Articles/Health/Diseases and Disorders/Epilepsy
Epilepsy is a generalized term used to describe a tendency for seizures. Although there are numerous types of seizures, people with epilepsy usually only experience one specific type. Epilepsy is not contagious in any way and is a purely neurological disorder.
Epilepsy is a complex condition and can has a number of apparent sources. These sources include strokes, childbirth complications, infections, head trauma, and genetic disorders. The true cause of epilepsy is not fully known, therefore it is often referred to as idiopathic or cryptogenic.
A seizure occurs when abnormal electrical activity in the brain triggers involuntary changes in physical movements, sensation, awareness, and/or behavior. A seizure usually lasts from a few seconds to several minutes, eventually subsiding without intervention. Common types of seizures include grand mal, in which a person can lose consciousness and fall to the ground before experiencing uncontrollable muscle jerks. A person with a petit mal seizure might not exhibit any externally noticeable symptoms and feel disoriented or dazed.
Epilepsy is difficult to prevent and, in many cases, impossible.
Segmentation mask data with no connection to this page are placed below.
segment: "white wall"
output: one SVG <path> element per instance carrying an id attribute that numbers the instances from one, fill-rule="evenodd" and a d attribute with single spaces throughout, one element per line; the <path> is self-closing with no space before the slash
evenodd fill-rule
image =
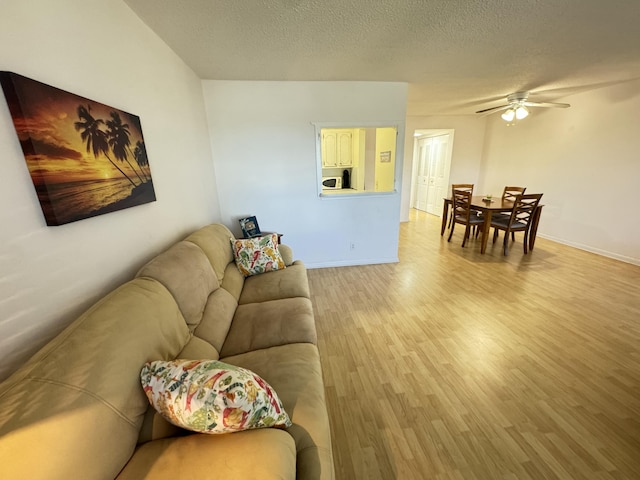
<path id="1" fill-rule="evenodd" d="M 3 378 L 152 255 L 220 214 L 201 82 L 123 2 L 3 2 L 0 70 L 138 115 L 157 197 L 45 226 L 0 95 Z"/>
<path id="2" fill-rule="evenodd" d="M 515 127 L 491 117 L 480 189 L 543 193 L 540 236 L 640 264 L 640 81 L 560 101 Z"/>
<path id="3" fill-rule="evenodd" d="M 382 122 L 397 125 L 402 139 L 406 84 L 204 81 L 203 88 L 224 223 L 239 233 L 237 219 L 256 215 L 309 267 L 397 261 L 400 194 L 319 197 L 312 122 Z M 396 185 L 401 172 L 398 161 Z"/>
<path id="4" fill-rule="evenodd" d="M 404 171 L 402 181 L 401 219 L 409 221 L 411 174 L 413 171 L 414 132 L 427 129 L 454 130 L 449 183 L 477 184 L 480 178 L 486 117 L 469 115 L 407 117 L 404 139 Z"/>

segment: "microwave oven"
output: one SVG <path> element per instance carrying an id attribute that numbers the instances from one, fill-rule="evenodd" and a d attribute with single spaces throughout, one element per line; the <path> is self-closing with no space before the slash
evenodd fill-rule
<path id="1" fill-rule="evenodd" d="M 342 177 L 322 177 L 323 190 L 338 190 L 342 188 Z"/>

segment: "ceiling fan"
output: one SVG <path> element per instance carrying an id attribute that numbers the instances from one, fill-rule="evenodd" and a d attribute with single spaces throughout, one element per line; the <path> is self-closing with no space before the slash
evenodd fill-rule
<path id="1" fill-rule="evenodd" d="M 522 120 L 529 115 L 529 109 L 527 107 L 555 107 L 555 108 L 567 108 L 570 107 L 568 103 L 552 103 L 552 102 L 530 102 L 529 92 L 516 92 L 507 97 L 507 104 L 500 105 L 499 107 L 485 108 L 484 110 L 478 110 L 476 113 L 491 114 L 505 110 L 502 114 L 502 118 L 507 122 L 511 122 L 514 119 Z"/>

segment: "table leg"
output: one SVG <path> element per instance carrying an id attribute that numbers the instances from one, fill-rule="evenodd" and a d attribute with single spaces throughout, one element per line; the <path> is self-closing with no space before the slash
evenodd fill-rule
<path id="1" fill-rule="evenodd" d="M 485 210 L 483 216 L 484 224 L 482 228 L 482 246 L 480 247 L 480 253 L 487 251 L 487 240 L 489 240 L 489 233 L 491 231 L 491 210 Z"/>
<path id="2" fill-rule="evenodd" d="M 540 214 L 542 213 L 542 206 L 538 206 L 533 212 L 533 218 L 531 219 L 531 226 L 529 227 L 529 250 L 533 250 L 533 246 L 536 244 L 536 234 L 538 233 L 538 223 L 540 223 Z"/>
<path id="3" fill-rule="evenodd" d="M 444 235 L 444 231 L 447 228 L 447 220 L 449 219 L 449 202 L 445 199 L 442 203 L 442 226 L 440 227 L 440 236 Z"/>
The best method is to protect yourself from potential head trauma by wearing helmets while engaging in extreme sports, wearing your seat belt in cars, and wearing a helmet in a dangerous workplace.
Approximately 2 million people in the United States have been diagnosed with some form of epilepsy. New cases are most commonly found in young children and the elderly.
To treat epilepsy, doctors can prescribe anti-epileptic medication that reduces instances of seizures. In other cases, surgery can effectively reduce instances of seizures. A more recently developed treatment involves implanting an electrical impulse generator in the shoulder that stimulates a cranial nerve.